2

I am facing a problem while executing Cuda Visual profiler.The profiler is not able to complete the execution and i am getting the following error

Program run #18 completed. Error : Application : "/home/cnode0/workspace/cuda/pred/pre". Profiler data file '/home/cnode0/workspace/cuda/pred/temp_compute_profiler_0_0.csv' for application run 0 not found.

I got the following warning during the execution

The selected counter(s) "gld instructions 8bit", "gld instructions 16bit", "gld instructions 32bit", "gld instructions 64bit", "gld instructions 128bit", "gst instructions 8bit", "gst instructions 16bit", "gst instructions 32bit", "gst instructions 64bit", "gst instructions 128bit" can cause GPU kernels to run longer than the driver's watchdog timeout limit. In this case the driver will terminate the GPU kernel resulting in an application error and the profiling data will not be available. Setting the X Config option 'Interactive' to false is recommended when these counters are selected.

I have already see a proposed solution in this forum.

CUDA Visual Profiler 'Interactive' X config option?

As mentioned that post, I changed my xorg.conf to set the interactive flag to false as follows and restarted the system

Section "Device" 
Identifier "Device0" 
Driver         "nvidia"
VendorName     "NVIDIA Corporation" 
Option "Interactive" "0" 
EndSection

But this doesn't solve the problem.I am still getting the same warning again. I am running Ubuntu 10.04 LTS and nvidia Geforce GT430 with driver 285.05.09 Any one has some clue on this?

Community
  • 1
  • 1
Don K
  • 21
  • 2
  • It's not really a solution, but you can test if profiling is working at all if you set the CUDA_PROFILE environment variable to 1. You can import the resulting CSV file into Visual Profiler to further inspection. – tbalazs Dec 06 '11 at 07:58

2 Answers2

2

Another option is to reduce the number of HW counters that getting collected and see if that helps on your current install.

BTW what is the CUDA toolkit version - are you using the CUDA 4.1 RC1 with driver 285.05.09? If you are registered developer can you also confirm if you have the same issue with the current CUDA RC2 release?
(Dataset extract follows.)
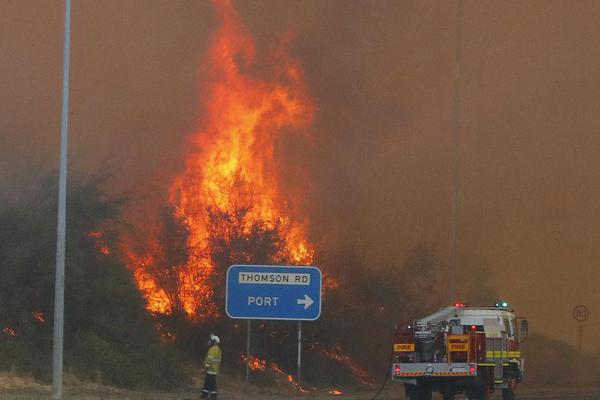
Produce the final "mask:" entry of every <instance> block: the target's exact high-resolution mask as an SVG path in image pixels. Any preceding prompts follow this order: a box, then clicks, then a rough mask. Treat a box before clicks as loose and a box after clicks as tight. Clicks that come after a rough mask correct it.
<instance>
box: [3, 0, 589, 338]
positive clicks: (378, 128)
mask: <svg viewBox="0 0 600 400" xmlns="http://www.w3.org/2000/svg"><path fill="white" fill-rule="evenodd" d="M236 5H237V7H238V9H239V10H240V14H241V15H242V18H243V19H244V21H245V23H246V24H248V25H249V27H250V30H251V31H252V33H253V35H254V36H255V38H256V41H257V44H258V47H257V51H258V52H263V51H265V50H266V49H267V48H269V47H272V42H273V41H274V38H279V37H281V36H282V35H287V34H289V33H290V32H292V33H293V35H292V36H291V37H292V38H291V39H290V47H291V52H292V53H293V55H294V56H295V57H296V58H298V59H299V60H300V62H301V63H302V65H303V68H304V70H305V73H306V79H307V83H308V86H309V91H310V94H311V96H312V97H313V98H314V100H315V103H316V106H317V115H316V120H315V123H314V125H313V126H312V128H311V129H312V130H313V136H314V137H315V141H314V143H310V144H307V143H304V142H301V141H299V140H295V139H289V140H284V141H282V142H280V143H278V146H277V154H276V156H277V158H278V160H279V163H280V164H281V165H282V168H283V171H284V176H285V178H286V179H285V181H286V187H287V190H289V191H298V190H299V189H298V188H297V187H295V186H294V179H293V178H294V174H295V171H297V170H298V169H299V168H300V169H308V171H309V175H310V177H311V187H309V188H302V190H303V191H304V192H305V193H304V196H305V204H304V213H305V214H306V215H307V216H308V219H309V220H310V221H311V227H310V229H311V232H310V234H311V238H312V240H313V241H314V242H317V243H320V244H321V246H322V247H323V248H326V249H333V248H342V247H344V246H351V247H353V248H355V249H356V250H357V251H358V252H359V253H361V254H365V255H366V258H367V259H368V260H370V262H372V263H374V264H378V265H386V264H391V263H393V262H394V261H397V260H399V259H400V260H401V259H402V258H403V257H404V255H405V253H406V250H407V249H409V248H411V247H412V246H414V245H415V244H417V243H421V242H423V243H426V244H427V245H431V246H434V247H435V248H436V249H437V250H438V254H439V256H440V259H441V260H442V263H443V264H444V263H445V262H444V260H445V259H446V258H447V255H448V248H449V242H450V240H449V231H450V225H449V224H450V199H451V177H452V160H453V158H452V157H453V154H452V151H451V149H452V146H451V143H452V140H451V139H452V137H451V135H452V121H453V103H452V101H453V100H452V99H453V98H452V96H453V82H454V81H453V80H454V71H455V66H454V50H455V45H456V43H455V32H456V7H455V4H453V3H450V2H448V3H427V2H411V1H404V2H383V1H382V2H360V1H356V2H347V1H327V2H322V1H306V2H293V1H289V2H282V1H275V0H273V1H261V2H258V3H256V2H241V1H240V2H237V3H236ZM1 7H2V10H1V12H0V49H1V50H0V75H1V76H2V77H3V78H2V79H1V80H0V183H2V184H3V185H4V187H6V185H8V183H9V181H10V183H13V182H15V181H16V182H17V183H18V182H19V177H21V176H22V175H24V174H25V175H36V174H37V173H38V171H39V170H42V169H48V168H54V166H55V165H56V164H57V162H56V160H57V157H58V131H59V114H60V77H61V71H60V68H61V57H62V18H63V14H62V13H63V9H62V2H61V1H53V2H45V3H43V4H40V3H39V2H34V1H23V0H21V1H10V0H9V1H5V2H3V3H2V6H1ZM599 16H600V4H598V3H597V2H592V1H588V2H586V1H582V2H578V3H576V4H569V5H567V4H566V3H560V2H528V3H498V2H485V1H484V2H469V1H467V2H465V13H464V30H463V33H464V35H463V37H464V43H463V44H464V45H463V65H462V79H463V80H462V87H461V88H462V114H461V115H462V130H461V135H460V138H459V142H460V148H459V160H460V162H459V167H460V176H461V179H460V182H461V186H460V189H461V203H460V205H461V206H460V212H459V221H460V225H459V229H460V237H459V259H460V260H463V261H464V263H465V264H468V263H469V259H470V258H471V256H469V254H472V255H473V257H472V258H473V259H482V260H485V262H486V263H489V265H490V266H491V271H492V273H493V276H494V277H495V280H494V281H493V283H494V284H495V286H496V288H497V290H498V293H499V294H500V295H502V296H503V297H507V298H509V299H510V300H511V301H512V302H513V304H514V305H515V307H516V308H517V310H518V311H519V312H520V313H522V314H523V315H527V316H529V317H530V319H531V320H532V323H533V324H532V325H533V329H534V330H535V329H536V328H535V327H536V326H546V327H547V332H546V333H547V334H549V335H552V336H554V337H562V338H566V339H568V340H570V341H572V342H573V341H574V340H575V327H574V325H572V324H570V322H571V319H570V309H571V307H572V306H574V305H575V304H577V303H588V305H590V306H591V305H593V304H594V302H595V299H596V298H597V288H596V287H595V286H596V285H595V284H594V282H595V281H596V280H597V278H598V272H597V268H596V266H597V264H598V261H600V252H599V251H598V250H597V246H595V244H596V243H597V242H598V240H599V239H600V234H599V233H598V230H597V228H596V227H597V225H598V221H597V217H596V215H600V214H599V213H598V204H600V202H599V201H598V200H600V186H599V185H598V173H597V171H598V170H599V169H598V159H599V158H598V149H599V147H600V138H599V136H598V135H597V134H596V133H597V131H598V128H600V117H599V116H600V112H598V111H599V110H598V104H600V101H599V100H600V99H599V98H598V97H599V96H600V90H599V89H600V87H599V86H600V76H599V74H600V72H599V71H600V68H599V67H600V66H599V65H598V64H599V63H600V54H599V53H600V49H599V48H598V46H597V45H596V40H595V38H597V37H598V34H599V33H600V32H598V31H599V30H600V27H599V26H598V24H597V20H598V17H599ZM217 24H218V19H217V18H216V15H215V13H214V10H213V8H212V6H211V4H210V3H208V2H197V1H191V0H190V1H178V2H165V1H158V0H145V1H142V0H128V1H125V2H124V1H117V0H112V1H108V0H107V1H103V2H94V1H91V0H81V1H78V2H76V4H74V8H73V51H72V73H73V74H72V91H71V112H72V114H71V121H70V122H71V130H70V135H71V146H70V150H71V153H70V156H71V160H72V161H73V164H72V165H73V168H77V169H82V170H97V169H99V168H100V169H101V168H104V166H105V165H106V164H107V163H110V164H112V165H114V166H115V168H116V169H117V170H118V178H117V179H116V180H115V181H114V187H113V189H114V190H115V191H127V192H130V193H132V194H133V195H134V197H136V198H137V199H138V202H136V203H135V204H136V205H135V206H134V207H133V208H132V210H130V213H131V214H142V215H143V214H144V213H149V212H150V211H148V210H153V209H156V208H155V204H157V203H159V202H160V201H162V200H164V199H165V198H166V188H167V187H168V183H169V182H170V180H171V178H172V176H174V175H175V174H177V173H179V172H181V170H182V169H183V163H182V155H183V153H184V152H183V149H184V147H185V145H186V137H187V135H188V134H190V133H192V132H194V131H195V129H196V128H197V120H198V118H200V116H201V114H202V112H203V110H201V109H200V104H201V100H202V96H203V93H202V92H201V91H199V90H198V81H199V79H198V78H199V74H200V73H201V72H200V70H199V65H200V63H201V59H202V57H203V56H204V54H205V51H206V48H207V46H208V43H209V41H210V37H211V34H212V32H214V30H215V28H216V26H217ZM15 186H18V185H15ZM132 218H133V217H132ZM140 219H142V218H141V217H139V215H138V216H137V220H140ZM457 274H458V276H457V278H458V279H457V281H458V282H467V283H466V284H465V286H464V287H462V288H460V289H461V291H463V292H466V291H468V290H470V289H468V287H470V286H469V285H470V282H469V281H470V280H471V278H472V277H471V275H470V272H469V270H466V269H464V268H463V269H462V270H461V269H460V268H459V271H457ZM532 286H535V287H536V288H537V289H536V291H535V292H534V291H533V290H532ZM593 313H594V309H593V308H592V315H594V314H593ZM599 331H600V325H599V324H598V322H597V321H594V320H592V321H590V322H589V333H590V335H592V334H597V333H598V332H599ZM587 345H589V346H591V343H588V344H587Z"/></svg>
You can also send a repro test app to cudatools@nvidia.com

  • CUDA 4.1 RC2 is publicly released -- you don't need to be a registered developer to download it. http://developer.nvidia.com/cuda-toolkit-41 BTW, your comment isn't really an answer, should probably be in the comments stream (for future ref)... – harrism Dec 07 '11 at 05:54
2

Based on the error message you are getting - there is no profiler output generated for the first application run itself. In the first run there are no profiler counters enabled and so this issue is not related to the "gld instructions* or "gst instructions*". The profiler output can be empty if there are explicit synchronization calls before the application terminates. You can try adding a cudaDeviceSynchronize(), cudaStreamSynchronize(), or cudaEventSynchronize() call before application termination. You can confirm if this is the issue by running the application from the command line and checking if the command line profiler output has some data.

> export COMPUTE_PROFILE=1
> <application>

Check the profiler output file "cuda_profile_0.log".

The output will be something like this (without the line numbers at start of each line):

1 # CUDA_PROFILE_LOG_VERSION 2.0 
2 # CUDA_DEVICE 0 Tesla C2075 
3 # CUDA_CONTEXT 1 
4 # TIMESTAMPFACTOR fffff6de60e24570 
5 method,gputime,cputime,occupancy 
6 method=[ memcpyHtoD ] gputime=[ 80.640 ] cputime=[ 278.000 ] 
7 method=[ memcpyHtoD ] gputime=[ 79.552 ] cputime=[ 237.000 ] 
8 method=[ _Z6VecAddPKfS0_Pfi ] gputime=[ 5.760 ] cputime=[ 18.000 ] occupancy=[ 1.000 ] 
9 method=[ memcpyDtoH ] gputime=[ 97.472 ] cputime=[ 647.000 ]

You need to check if there are any methods output in the profiler log. In the above example line 5 is the header row and there are 4 methods on lines 6 to 9.

Also note that the Visual Profiler warning message 'The selected counter(s) "gld instructions 8bit", "gld instructions 16bit" ...' is expected even after setting the interactive flag to false. This message is displayed each time when the "gld instructions* or "gst instructions*" counters are selected and by default these counters are selected.